Justice seeks to stop Booz Allen's Everwatch acquisition

Gettyimages.com/ Yaroslav Kushta

The department's antitrust lawsuit says the transaction unfairly eliminates competition for providing signals intelligence modeling and simulation services to the National Security Agency.

Booz Allen Hamilton’s acquisition of Everwatch is being challenged by the Justice Department, which has filed a lawsuit to block that $440 million transaction because of antitrust concerns.

Booz Allen has been a long-time provider of signals intelligence modeling and simulation services to the National Security Agency.

According to Justice's complaint filed in U.S. District Court-Maryland, Booz Allen has held the work for more than 20 years through all three iterations of the contract called MASON.

No other company bid on that contract when it was last competed in 2014.

But Everwatch has been making inroads in the modeling and simulation niche since its unveiling to the market four years ago.

Private equity-backed Everwatch identified weaknesses in Booz Allen’s approach and is challenging for the new contract to be called Optimal Decision.

NSA needs a contractor that can provide signal intelligence modeling and simulation services. The winning team much understand the collection, processing and analysis of signals intelligence.

DOJ alleges that Booz Allen recognized it was being challenged for the contract and decided to move on acquiring Everwatch.

Originally announced in March, that transaction is expected to close later this year.

The complaint calls the transaction a “merger-to-monopoly” because it leaves no competitor in place to challenge Booz Allen.

“When the companies agreed to merge, it no longer made sense to bid aggressively against each other. No matter which company NSA awards the contract to, the post-merger Booz Allen ultimately would provide the services and earn the profits,” Justice writes.

Everwatch declined to comment, but a Booz Allen spokeswoman said in a statement to WT that they "strongly disagree" with how DOJ characterized the transaction and the company will defend it.

"The transaction would accelerate technology development cycles and enable faster delivery of classified software development and analytics for national security clients, including AI, full-spectrum cyber operations, mission analytics, 5G, and TechSIGINT capabilities," the statement reads.

"This transaction would drive major digital and cyber transformation in the intelligence community and beyond, creating a more comprehensive portfolio of offerings to a wider range of intelligence and defense clients."

DOJ's complaint outlines the nature of the competition: companies competing with each other for talent, designing solutions and driving toward the best-value for the customer.

Folding Everwatch into Booz Allen would eliminate any incentive to do that, DOJ writes.

“Because of this proposed merger, both companies now are incentivized to reduce their investments and other terms and increase prices to NSA,” according to the complaint.

Justice's move to raise an antitrust issue in the government technology and services market is unusual because of its fragmented nature with thousands of companies competing for share.

For the Booz Allen-Everwatch matter, Justice cites the concept of a “relevant market” under Section 1 of the Sherman Act and Section 7 of the Clayton Act that are the primary laws for antitrust enforcement.

DOJ says the complexity and knowledge needed to provide the modeling and simulation services to NSA means there is no easy replacement for Everwatch in the competition.

The department is arguing there needs to be a deep understanding of the hardware and software that gathers signals intelligence, the nature of the data and the many ways the data is processed.

By acquiring Everwatch, Booz Allen is eliminating its only competitor as DOJ sees it.

We have to note that DOJ's filing is just the government’s side of the case.
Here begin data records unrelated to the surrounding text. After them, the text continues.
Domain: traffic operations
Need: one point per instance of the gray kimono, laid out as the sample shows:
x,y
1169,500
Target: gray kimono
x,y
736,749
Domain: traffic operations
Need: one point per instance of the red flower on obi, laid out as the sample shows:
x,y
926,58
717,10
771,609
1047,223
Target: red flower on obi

The department still has a heavy burden to prove that there is an antitrust issue, even with just a single bidder.

It isn’t uncommon for an agency to compete a contract but then only receive one bid.

Acquisitions among services firms such as Booz Allen and Everwatch generally breeze though the regulatory review process because of the large number of companies in the market and lower barrier-to-entry.

DOJ is arguing in this case that the expertise needed to work at the NSA creates a high barrier-to-entry.

The lawsuit was filed Wednesday, so Booz Allen and Everwatch have not made filings of their own yet.

We’ll follow this one closely because if the court rules in favor of the Justice Department, it could have a broad impact on mergers-and-acquisitions.

The impact may vary with each individual agency, depending on what is determined by the relevant market analysis.